Get your fiks
Your first gastronomic adventure must be to go for a fika which basically means grabbing a coffee and delicious baked goods at a fik or cafe. Sweden is known for its cakes and pastries and Stockholm boasts some of the best and most varied eateries at which to find them. Kaffeverket which is close to Sankt Eriksplan is an award-winning spot, known for its array of coffees. Flickorna Helin Voltaire is another good place housed in what looks like a fairytale castle on the island of Djurgarden.

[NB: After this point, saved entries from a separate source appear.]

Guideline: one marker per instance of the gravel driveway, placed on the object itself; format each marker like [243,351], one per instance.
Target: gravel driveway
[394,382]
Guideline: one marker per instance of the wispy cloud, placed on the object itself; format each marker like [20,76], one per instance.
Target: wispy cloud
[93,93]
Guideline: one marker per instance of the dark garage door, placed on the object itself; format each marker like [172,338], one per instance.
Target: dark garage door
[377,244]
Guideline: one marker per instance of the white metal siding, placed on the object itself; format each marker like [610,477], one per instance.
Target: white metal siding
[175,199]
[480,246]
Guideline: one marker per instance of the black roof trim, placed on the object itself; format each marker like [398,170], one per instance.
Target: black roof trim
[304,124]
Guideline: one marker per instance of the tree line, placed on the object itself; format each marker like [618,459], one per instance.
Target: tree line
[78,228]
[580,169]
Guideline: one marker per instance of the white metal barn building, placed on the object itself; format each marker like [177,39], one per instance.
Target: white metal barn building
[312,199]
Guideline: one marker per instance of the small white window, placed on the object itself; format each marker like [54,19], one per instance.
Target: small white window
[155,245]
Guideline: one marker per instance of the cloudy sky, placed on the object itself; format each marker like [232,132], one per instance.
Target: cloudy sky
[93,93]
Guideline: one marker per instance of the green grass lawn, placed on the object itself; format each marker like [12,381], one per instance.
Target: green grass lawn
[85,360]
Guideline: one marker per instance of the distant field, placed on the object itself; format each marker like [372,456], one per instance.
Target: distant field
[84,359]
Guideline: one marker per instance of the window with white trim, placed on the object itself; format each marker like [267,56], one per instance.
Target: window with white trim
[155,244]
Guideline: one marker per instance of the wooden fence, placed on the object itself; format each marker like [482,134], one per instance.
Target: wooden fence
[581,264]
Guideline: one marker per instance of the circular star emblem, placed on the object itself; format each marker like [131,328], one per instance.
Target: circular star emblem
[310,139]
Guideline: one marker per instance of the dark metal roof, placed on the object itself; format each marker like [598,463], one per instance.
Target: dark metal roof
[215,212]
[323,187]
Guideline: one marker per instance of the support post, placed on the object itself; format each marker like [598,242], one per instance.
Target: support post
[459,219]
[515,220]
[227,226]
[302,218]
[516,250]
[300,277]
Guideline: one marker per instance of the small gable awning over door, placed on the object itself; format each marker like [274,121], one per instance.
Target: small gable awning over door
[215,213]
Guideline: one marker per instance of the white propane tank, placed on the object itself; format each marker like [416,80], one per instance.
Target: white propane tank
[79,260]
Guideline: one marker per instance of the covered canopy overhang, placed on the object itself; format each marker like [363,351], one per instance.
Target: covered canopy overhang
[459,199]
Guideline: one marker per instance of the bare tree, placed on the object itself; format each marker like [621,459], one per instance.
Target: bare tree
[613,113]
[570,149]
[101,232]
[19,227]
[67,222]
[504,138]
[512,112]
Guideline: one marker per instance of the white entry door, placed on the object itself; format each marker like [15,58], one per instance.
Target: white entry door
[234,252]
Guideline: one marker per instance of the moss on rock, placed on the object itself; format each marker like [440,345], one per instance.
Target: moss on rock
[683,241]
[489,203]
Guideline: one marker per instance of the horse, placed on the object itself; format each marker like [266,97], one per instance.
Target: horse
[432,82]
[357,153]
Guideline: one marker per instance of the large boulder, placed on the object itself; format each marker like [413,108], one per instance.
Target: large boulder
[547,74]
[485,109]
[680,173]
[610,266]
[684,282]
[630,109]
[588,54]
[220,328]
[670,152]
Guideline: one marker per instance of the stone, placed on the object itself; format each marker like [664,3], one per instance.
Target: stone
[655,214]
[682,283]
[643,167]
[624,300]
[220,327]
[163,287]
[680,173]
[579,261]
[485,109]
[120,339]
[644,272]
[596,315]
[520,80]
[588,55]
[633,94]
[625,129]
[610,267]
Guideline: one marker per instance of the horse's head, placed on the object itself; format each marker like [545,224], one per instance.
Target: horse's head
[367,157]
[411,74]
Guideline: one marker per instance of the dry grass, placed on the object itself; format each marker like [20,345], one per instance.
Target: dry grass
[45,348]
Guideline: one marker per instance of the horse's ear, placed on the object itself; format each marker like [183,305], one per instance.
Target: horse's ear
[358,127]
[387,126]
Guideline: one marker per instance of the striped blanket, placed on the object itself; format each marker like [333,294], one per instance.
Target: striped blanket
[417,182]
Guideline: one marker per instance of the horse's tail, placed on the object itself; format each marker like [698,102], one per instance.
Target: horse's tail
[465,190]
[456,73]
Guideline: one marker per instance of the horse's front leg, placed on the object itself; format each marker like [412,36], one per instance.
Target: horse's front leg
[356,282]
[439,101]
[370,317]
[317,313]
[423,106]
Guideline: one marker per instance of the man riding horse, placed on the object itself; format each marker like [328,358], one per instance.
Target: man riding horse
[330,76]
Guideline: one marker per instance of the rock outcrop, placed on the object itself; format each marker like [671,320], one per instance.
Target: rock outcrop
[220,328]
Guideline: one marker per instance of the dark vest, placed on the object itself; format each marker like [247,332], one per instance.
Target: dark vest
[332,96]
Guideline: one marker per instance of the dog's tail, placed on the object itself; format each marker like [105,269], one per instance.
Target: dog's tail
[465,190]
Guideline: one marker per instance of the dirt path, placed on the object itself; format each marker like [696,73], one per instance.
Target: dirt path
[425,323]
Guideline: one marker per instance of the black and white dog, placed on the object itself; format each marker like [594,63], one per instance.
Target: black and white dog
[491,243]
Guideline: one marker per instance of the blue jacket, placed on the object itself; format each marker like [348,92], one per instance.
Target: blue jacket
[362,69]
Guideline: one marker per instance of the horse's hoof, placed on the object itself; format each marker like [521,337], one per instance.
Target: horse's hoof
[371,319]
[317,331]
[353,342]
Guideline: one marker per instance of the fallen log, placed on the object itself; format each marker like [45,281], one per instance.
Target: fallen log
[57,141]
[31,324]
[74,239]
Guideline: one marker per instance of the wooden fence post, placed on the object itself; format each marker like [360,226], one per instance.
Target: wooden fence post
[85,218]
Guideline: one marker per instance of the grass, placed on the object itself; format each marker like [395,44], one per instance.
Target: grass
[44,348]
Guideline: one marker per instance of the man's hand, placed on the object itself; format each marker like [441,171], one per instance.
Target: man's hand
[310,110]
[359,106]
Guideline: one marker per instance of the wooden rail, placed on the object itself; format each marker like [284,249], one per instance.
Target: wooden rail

The typical Swedish smorgas or open-faced sandwich is served on only one slice of bread. This tradition dates back to the 15th century when thick wedges of bread served as plates. Try a raksmorgas or shrimp sandwich (above). They’re topped with lettuce, tomato, cucumber and boiled egg and finished off with a dollop of creme fraiche and sprinklings of chopped dill and fish roe.
A feasting frenzy
Market halls and food courts are great places to dine with the locals and you’ll not only find Swedish delicacies but also international cuisine. Hotorgshallen has a number of market booths selling nosh from around the world. Ostermalm Food Hall (below) in an institution in the city, having been around since the 1880s. It’s currently under renovation, but never fear, its stalls and restaurants have moved to a temporary covered market on a nearby square. At urban hangout K25, you’ll find everything from traditional fine foods to Chinese dumplings.
A fishy favourite
No foodie adventure in Stockholm is complete without trying pickled herring (below). The custom of preserving this fish, which is in abundance in the North and Baltic seas, has been around since the Middle Ages. Eat this local delicacy with either crisp bread or boiled potatoes and lashings of sour cream and chunks of cheese.
Find your fare
Food trucks are a new trend in Stockholm. They tend to park up on the island of Sodermalm but you can also follow them around the city on the StreetKak (streetgrub) app. They offer a huge range of cuisines including American at Fred’s Food Truck; Vietnamese from BunBun; Jamaican from Back a yard; healthy and organic meals from Odjuret and Mexican from the El Taco or Good Gringo (below) trucks to name a few.
Take to the streets
Culinary walking tours are always a good way to eat your way around a city. Both Welcome to Sweden Culinary Tour in Stockholm and Stockholm Food Tours offer half-day trips where you can taste traditional fish soup, meatballs (below) – there’s no escaping these moreish morsels – licorice and more.
Dining with the stars
A number of Michelin-star restaurants are dotted around Stockholm. Their chefs, many of whom present Swedish cuisine with a contemporary twist, have made sure that the city’s dining scene is under the spotlight. Frantzen, Mathias Dahlgren-Matsalen and Oaxen Krog (below) were all awarded with two stars in 2016. These are followed by Ekstedt, Esperanto, Gastrologik, Mathias Dahlgren-Matbaren, Operakallaren, Sushi Sho and Volt which received one star.
A royal affair
Sweden’s much-loved prinsesstarta or princess cake (below) is difficult to miss. It’s bright green and lines the window of many bakeries in Stockholm. Inside it are layers of sponge cake lined with jam and custard, and a lot of whipped cream. The cake is covered in a layer of marzipan topped with a sugary, red rose.